The so-called “Freedom of Worship Bill Controversy” has been carried on so many years, through so many varying phases and under such exceptional and peculiar conditions, that it has become most difficult of description and characterization. Its exciting cause is a bill introduced into the New York legislature ostensibly in the interests of what might be called sectarian fair play. On the face of it, it aims to secure to the Catholic, confined by sickness or for other reasons in a public institution, the right to enjoy the ministrations of his religion at the hands of a priest of the Roman Church. Its opponents have alleged that it is calculated to go much farther than this in practical effect, and to afford a foothold for the regular and official installment of Roman Catholic Priests in the public institutions of the state. The bill has appeared and reappeared for many years. It has assumed many forms, has provoked a vast amount of discussion, and has engaged the interest of a very large, and in some respects a very peculiar, collection of friends and enemies. Its good faith has always been questioned, and we do not think it is expressing an ex parte opinion to say that it has always been open to question—in view of the breadth and comprehensiveness of our American common law as applied to the civil rights of the citizen and the equal status of all religious organizations in the commonwealth. At the time (April 22, 1885,) when this cartoon was printed, the bill had appeared in a form which gave good reason for the belief, in which the whole press of New York shared, that it was a covert attack upon non-sectarian institutions.

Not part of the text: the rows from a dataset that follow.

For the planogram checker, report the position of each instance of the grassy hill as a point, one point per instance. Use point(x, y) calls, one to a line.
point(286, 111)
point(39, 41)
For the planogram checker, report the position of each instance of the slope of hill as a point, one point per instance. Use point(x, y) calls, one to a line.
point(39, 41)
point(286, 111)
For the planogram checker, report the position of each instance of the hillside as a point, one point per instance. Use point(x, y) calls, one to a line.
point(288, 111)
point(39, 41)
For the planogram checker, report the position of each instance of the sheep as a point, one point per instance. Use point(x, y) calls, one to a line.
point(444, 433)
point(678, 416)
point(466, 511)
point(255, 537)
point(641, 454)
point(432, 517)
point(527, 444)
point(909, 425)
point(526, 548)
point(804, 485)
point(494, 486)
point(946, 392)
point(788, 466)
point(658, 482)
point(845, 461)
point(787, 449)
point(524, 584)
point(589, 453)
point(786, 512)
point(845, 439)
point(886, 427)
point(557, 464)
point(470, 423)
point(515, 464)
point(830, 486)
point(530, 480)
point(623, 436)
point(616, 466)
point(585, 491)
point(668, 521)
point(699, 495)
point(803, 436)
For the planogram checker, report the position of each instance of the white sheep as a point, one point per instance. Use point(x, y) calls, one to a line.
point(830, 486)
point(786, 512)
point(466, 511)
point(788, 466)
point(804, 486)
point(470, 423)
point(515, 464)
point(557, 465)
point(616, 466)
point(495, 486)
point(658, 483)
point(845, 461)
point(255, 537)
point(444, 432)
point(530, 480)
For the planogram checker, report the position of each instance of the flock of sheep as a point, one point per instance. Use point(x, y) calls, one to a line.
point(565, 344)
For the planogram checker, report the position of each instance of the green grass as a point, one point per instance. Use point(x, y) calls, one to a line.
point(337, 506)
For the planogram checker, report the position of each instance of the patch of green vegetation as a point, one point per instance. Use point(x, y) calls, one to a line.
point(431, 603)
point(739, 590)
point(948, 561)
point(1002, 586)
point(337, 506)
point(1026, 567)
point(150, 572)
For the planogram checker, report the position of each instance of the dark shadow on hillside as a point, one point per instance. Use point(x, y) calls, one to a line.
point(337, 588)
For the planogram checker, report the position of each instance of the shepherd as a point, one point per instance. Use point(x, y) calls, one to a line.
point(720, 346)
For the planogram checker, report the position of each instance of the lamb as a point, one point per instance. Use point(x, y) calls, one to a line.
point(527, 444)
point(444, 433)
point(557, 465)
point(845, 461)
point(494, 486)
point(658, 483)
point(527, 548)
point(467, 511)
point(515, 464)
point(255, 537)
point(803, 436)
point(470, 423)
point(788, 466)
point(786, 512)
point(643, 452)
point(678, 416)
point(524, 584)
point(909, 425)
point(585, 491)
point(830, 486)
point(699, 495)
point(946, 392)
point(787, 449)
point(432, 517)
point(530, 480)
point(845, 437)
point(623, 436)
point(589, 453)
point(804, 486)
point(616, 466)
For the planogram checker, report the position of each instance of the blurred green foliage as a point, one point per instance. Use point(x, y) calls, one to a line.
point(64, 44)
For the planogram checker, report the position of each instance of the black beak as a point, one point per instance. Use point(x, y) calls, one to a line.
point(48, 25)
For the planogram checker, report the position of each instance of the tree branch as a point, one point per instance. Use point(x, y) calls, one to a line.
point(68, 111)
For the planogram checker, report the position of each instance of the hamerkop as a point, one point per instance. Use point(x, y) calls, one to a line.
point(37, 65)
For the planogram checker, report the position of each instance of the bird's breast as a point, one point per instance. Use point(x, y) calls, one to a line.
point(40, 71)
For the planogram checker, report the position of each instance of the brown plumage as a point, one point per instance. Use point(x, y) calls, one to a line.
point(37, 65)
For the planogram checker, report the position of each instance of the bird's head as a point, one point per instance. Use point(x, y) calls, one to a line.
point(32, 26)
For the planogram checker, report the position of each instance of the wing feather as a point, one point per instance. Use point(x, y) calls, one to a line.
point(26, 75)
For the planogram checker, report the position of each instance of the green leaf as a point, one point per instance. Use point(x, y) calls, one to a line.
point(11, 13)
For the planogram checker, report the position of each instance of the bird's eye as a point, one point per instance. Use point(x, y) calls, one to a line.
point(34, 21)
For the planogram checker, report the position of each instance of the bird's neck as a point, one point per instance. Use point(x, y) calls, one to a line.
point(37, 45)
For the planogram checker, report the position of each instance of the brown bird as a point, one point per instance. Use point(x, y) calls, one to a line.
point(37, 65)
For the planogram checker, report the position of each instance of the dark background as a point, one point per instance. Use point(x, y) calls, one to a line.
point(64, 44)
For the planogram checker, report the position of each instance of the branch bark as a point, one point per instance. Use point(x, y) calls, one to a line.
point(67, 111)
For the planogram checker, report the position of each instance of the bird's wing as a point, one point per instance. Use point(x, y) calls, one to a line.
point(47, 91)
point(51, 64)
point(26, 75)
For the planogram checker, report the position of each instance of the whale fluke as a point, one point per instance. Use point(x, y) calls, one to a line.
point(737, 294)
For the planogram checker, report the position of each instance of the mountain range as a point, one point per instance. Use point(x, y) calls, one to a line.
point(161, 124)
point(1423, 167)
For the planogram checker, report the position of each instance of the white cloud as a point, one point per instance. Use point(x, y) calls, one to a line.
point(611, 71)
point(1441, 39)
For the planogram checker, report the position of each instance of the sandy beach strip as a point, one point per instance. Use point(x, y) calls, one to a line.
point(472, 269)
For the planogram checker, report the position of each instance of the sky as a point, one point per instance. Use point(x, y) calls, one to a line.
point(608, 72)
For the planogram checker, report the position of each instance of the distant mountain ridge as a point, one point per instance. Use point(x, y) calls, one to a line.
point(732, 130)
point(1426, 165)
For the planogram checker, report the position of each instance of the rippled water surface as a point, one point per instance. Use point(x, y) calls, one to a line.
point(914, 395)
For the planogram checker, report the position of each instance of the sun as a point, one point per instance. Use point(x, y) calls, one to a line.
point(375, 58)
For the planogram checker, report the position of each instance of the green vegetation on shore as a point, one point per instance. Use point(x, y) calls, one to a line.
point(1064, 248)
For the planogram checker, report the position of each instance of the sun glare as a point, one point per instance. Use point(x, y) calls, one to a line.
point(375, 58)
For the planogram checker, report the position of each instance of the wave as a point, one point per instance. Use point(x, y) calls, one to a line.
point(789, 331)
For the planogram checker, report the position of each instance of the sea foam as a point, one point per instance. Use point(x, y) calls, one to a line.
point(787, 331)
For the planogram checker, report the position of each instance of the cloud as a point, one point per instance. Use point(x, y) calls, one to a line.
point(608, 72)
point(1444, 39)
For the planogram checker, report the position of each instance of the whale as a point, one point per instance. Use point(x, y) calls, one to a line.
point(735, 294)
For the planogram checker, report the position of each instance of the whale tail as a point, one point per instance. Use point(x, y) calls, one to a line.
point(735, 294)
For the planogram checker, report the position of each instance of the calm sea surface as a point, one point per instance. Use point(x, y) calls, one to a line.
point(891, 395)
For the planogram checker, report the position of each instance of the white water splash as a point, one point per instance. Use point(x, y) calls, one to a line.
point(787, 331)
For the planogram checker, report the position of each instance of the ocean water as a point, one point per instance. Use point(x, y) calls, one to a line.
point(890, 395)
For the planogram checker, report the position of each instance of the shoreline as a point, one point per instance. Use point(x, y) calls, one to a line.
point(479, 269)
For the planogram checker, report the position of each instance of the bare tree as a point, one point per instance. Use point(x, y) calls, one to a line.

It is to be hoped that this cause of so much contention will some day be forgotten in the natural growth of a spirit of religious tolerance.

[(larger)]


THE POLITICAL “ARMY OF SALVATION.”

PUCK, March 31st, 1880.

Loyalty and lack of moderation were equally marked as characteristic of the support which Mr. Roscoe Conkling gave to any cause that enlisted his sympathies. The hot, unreasoning, fanatical vehemence of the attempt which he made in 1880 to dragoon the Republican party into nominating General Grant for a third term undoubtedly made the third term idea far more unpopular than a more judicious advocacy might have made it. Mr. Conkling treated the question of General Grant’s nomination almost as though it were a matter of divine right; and although Mr. Conkling himself had a right to be considered honest in his enthusiasm, as much could not be said for the most of his active assistants in the management of the “Boom”—among whom were Ex-Secretaries Belknap and Robeson, two officials who had reflected anything but credit upon General Grant’s cabinet, Boss Shepherd, and other members of the ring that had been formed in Washington during the Ex-President’s second administration. The artist has drawn a parallel between the methods employed by the “Salvation Army,” which had invaded this country a little while before, and those of the “halcyon and vociferous” Mr. Conkling—to quote his own immortal phrase.